Full expensing isn't - not really - a tax break, It's Keynesian stimulus
We have a certain problem here when one of the major newspapers of the nation fails to grasp the basics.
Jeremy Hunt has launched a flurry of tax breaks to encourage investment by businesses after the double blow of microchip designer Arm opting for a New York stock market listing and AstraZeneca deciding to build a new factory in Dublin.
Businesses that invest in IT equipment and machinery will be able to claim back the cost by writing it off against tax on their profits, the chancellor announced in his budget on Wednesday.
Businesses always have been able to write off the costs of investment against taxes upon their profits. Not only always have been able to do so there’s no possibility of a rational tax system upon profits in which they cannot.
Called “full expensing”, it will allow firms to claim up to 100% of the cost of the investment.
This has always been true and always will be.
The only thing that changes here is when can a business take that deduction. To fail to grasp this is to be ignorant of the subject under discussion. As one of us has noted elsewhere this is not the first (or even the second) time The Guardian has made this dreadful mistake.

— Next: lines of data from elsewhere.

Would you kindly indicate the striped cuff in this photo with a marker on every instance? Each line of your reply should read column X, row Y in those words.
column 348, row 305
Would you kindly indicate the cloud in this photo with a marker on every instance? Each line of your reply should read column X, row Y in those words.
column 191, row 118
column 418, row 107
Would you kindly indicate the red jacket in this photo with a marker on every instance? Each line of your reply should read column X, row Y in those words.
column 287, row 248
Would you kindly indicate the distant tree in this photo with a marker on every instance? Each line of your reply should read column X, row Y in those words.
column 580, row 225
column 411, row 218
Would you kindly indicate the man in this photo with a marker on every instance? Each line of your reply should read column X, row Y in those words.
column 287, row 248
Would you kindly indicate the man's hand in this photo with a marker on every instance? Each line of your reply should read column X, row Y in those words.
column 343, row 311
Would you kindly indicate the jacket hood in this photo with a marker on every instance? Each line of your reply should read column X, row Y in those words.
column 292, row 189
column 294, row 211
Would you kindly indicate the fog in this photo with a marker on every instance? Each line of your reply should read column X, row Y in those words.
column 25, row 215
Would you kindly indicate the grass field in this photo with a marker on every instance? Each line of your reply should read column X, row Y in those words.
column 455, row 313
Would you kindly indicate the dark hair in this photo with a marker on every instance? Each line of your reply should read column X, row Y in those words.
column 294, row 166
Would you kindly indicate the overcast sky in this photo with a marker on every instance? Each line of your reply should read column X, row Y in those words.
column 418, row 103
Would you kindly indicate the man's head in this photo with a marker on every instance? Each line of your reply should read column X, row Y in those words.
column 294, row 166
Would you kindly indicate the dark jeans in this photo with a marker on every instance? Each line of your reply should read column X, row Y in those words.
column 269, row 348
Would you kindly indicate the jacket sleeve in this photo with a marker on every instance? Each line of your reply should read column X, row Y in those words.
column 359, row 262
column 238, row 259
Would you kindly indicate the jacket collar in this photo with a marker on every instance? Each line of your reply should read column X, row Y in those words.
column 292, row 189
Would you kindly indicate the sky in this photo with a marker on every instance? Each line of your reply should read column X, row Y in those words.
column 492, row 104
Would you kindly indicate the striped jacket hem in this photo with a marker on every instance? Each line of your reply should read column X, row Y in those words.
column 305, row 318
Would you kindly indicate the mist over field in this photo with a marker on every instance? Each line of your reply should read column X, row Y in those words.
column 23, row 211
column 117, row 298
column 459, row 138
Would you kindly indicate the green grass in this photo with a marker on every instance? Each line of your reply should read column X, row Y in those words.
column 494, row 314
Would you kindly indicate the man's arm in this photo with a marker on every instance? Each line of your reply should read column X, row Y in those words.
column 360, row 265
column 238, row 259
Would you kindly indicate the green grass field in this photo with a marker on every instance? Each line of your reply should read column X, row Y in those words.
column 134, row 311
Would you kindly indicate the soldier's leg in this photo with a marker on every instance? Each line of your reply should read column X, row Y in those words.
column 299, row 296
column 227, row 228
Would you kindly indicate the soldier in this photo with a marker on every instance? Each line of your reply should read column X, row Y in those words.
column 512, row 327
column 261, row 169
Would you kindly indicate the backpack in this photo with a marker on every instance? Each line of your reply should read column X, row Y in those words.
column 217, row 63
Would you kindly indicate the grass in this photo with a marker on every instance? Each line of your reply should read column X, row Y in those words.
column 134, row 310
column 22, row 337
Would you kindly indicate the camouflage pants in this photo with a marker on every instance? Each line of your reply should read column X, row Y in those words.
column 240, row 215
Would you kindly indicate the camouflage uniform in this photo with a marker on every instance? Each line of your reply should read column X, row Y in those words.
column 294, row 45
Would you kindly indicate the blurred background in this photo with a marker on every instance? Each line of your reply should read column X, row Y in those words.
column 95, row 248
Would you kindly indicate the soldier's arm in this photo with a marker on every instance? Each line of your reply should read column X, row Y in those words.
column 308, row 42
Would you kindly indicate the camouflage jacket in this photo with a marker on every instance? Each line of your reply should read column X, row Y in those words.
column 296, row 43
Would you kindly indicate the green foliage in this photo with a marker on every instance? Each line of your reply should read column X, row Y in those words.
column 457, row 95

A profits tax is levied upon profits. Upon that gap of the revenues from being in business against the costs of being in business. Buying a computer, a lorry, building a factory, is a cost of being in business. Therefore it is subtracted from revenues in order to arrive at the profit figure which is then taxed.
On the basis that politicians prefer money to spend now - while they’re still in office - we place limitations upon how much of those investment costs any business can claim this year. Whether we call them capital allowances, allowable depreciation or whatever doesn;t change the essence. We don’t allow a business to claim all of this year’s investment costs against this year’s profits.
Except, with full expensing, we do. And that’s it. All full expensing is is the removal of the limitations we place - time limitations, nothing more - upon a business being able to put the costs of being in business against the revenues of being in business.
The effect of this is to remove the delay on claiming the costs for the business. Equally, and obviously, it reduces profits tax this year. But over the life of the investment the tax paid on the profits is the same (with very minor issues over the interest on the cashflow). All that changes is which year that tax is paid.
Which allows us to show that this is in fact Keynesian demand stimulus. Government now delays - delays only - gaining that tax revenue from corporate profits. This, assuming steady spending, widens the budget deficit. That is the very definition of Keynesian stimulus, we’re just using the business investment channel to do it rather than handing out welfare cheques.
Business always is able to expense the full cost of investment against corporate profit taxes. All that “full expensing” means is that it’s able to do it today, not next year or next decade.
We can’t help but think that the world would improve if those who wrote about the tax system for major national newspapers had even the vaguest grasp of the tax system. Full expensing affects cashflow, not tax revenue over time.